11 N.E.2d 251 | Ohio Ct. App. | 1937
On September 15, 1934, the appellee, Anderson Cooper, an employee of the State Highway Department, filed with the appellant, the Industrial Commission, an application for payment of compensation for injuries claimed to have been sustained in the course of his employment. This claim was disallowed both on the hearing and the rehearing thereof. *539
On appeal to the Court of Common Pleas, Cooper was found to be entitled to participate in the Workmen's Compensation Fund. From this finding and the judgment thereon, the Industrial Commission appeals to this court on questions of law.
On August 30, 1934, the appellee, Anderson Cooper, while in the employ of the State Highway Department, received an injury accidentally sustained, his undisputed testimony being that while hauling stone "a stone rolled down and struck him on the leg" or that as he jumped off the truck his leg struck against a stone in some leaves on the ground. Whatever the fact in this regard, he received some injury in the course of and arising out of his employment. Cooper reported to a superior that he had been injured, and "would not be back" and then went home. That night he says he went to a physician who had theretofore been treating him for varicose veins since October 3, 1931.

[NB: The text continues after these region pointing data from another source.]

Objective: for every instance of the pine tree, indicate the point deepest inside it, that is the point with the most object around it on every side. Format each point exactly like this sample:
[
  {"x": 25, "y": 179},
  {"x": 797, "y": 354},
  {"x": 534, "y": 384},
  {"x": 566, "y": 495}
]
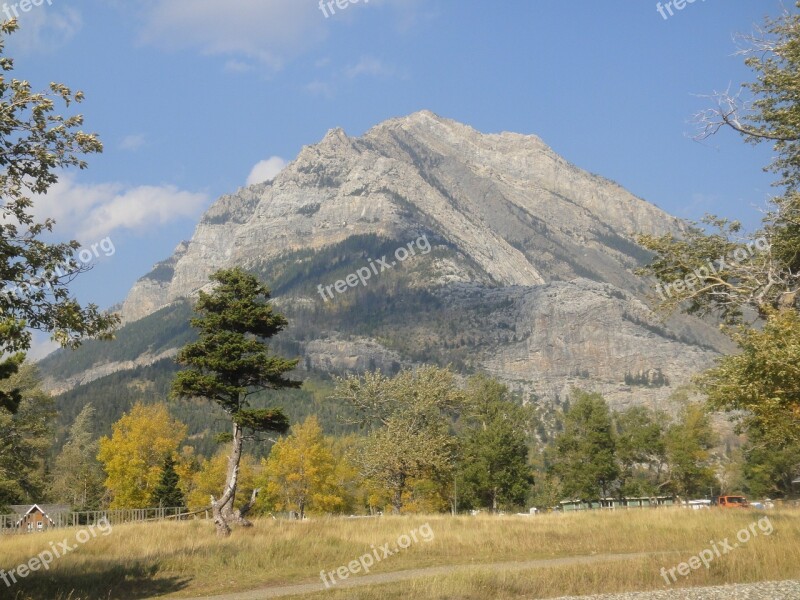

The physician says that Cooper came to his office on or about September 3, 1934, "with an abrasion on his leg which terminated in a varicose ulcer" and that he treated him over a period of several months at St. Vincent's Hospital. The physician testified that "There was a contused wound — that is, destruction of the superficial tissue itself, showing what you call, commonly speaking, a bruise with the superficial tissue destroyed," and that when Cooper first came to the office after August 30th, there were no ulcers on the left leg, which was the one that had been bruised. The bruise took the form of an ulcer about the third or fourth day of his observation of it. Cooper was admitted to the hospital on September 19th and discharged therefrom on December 5, 1934. The physician testified that:
"The ulcer of 1934 healed, but during the course of the ulceration he developed hyper-tension and a myocarditis. Now he has another ulcer and he has a slight *540 hyper-tension with a slight irritation of the heart muscles — mild myocarditis, with an active ulcer on his left leg."
To just what extent his present incapacity for work may be attributable to his injury is one problem, but that he did receive injury from the accident of August 30th which in some measure incapacitated him is beyond dispute, and it is difficult to understand how, on the record before this court, there could be any disagreement in that regard, except on the theory that having theretofore had varicose veins, the accident and injury upon which is based his application for compensation had no effect upon his physical condition. To us the evidence clearly proves otherwise, Cooper not having been incapacitated for work or the duties of his employment at any time prior to his injury of August 30, 1934.
It must be recognized that the hearing first had before the Industrial Commission on an application for compensation is not an adversary proceeding, as is a court trial, the primary obligation of the commission being to assist the applicant in all proper ways rather than to conduct the hearing with all the technique and opposition of a trial; to use every effort to oppose a fraudulent or unfounded claim, but to be likewise alert to assist those who seem reasonably justified in seeking compensation, and if there be any doubt, to resolve that doubt in favor of the claimant.
If the evidence produced at the hearing had on Cooper's application was equal in probative effect to that submitted upon his application for a rehearing, it is difficult to understand why compensation was not awarded to him in the first instance.
The evidence supports the verdict and the judgment entered by the trial court and, no errors appearing in *541 the record prejudicial to the Industrial Commission, the judgment is affirmed.
Judgment affirmed.
CARPENTER and OVERMYER, JJ., concur.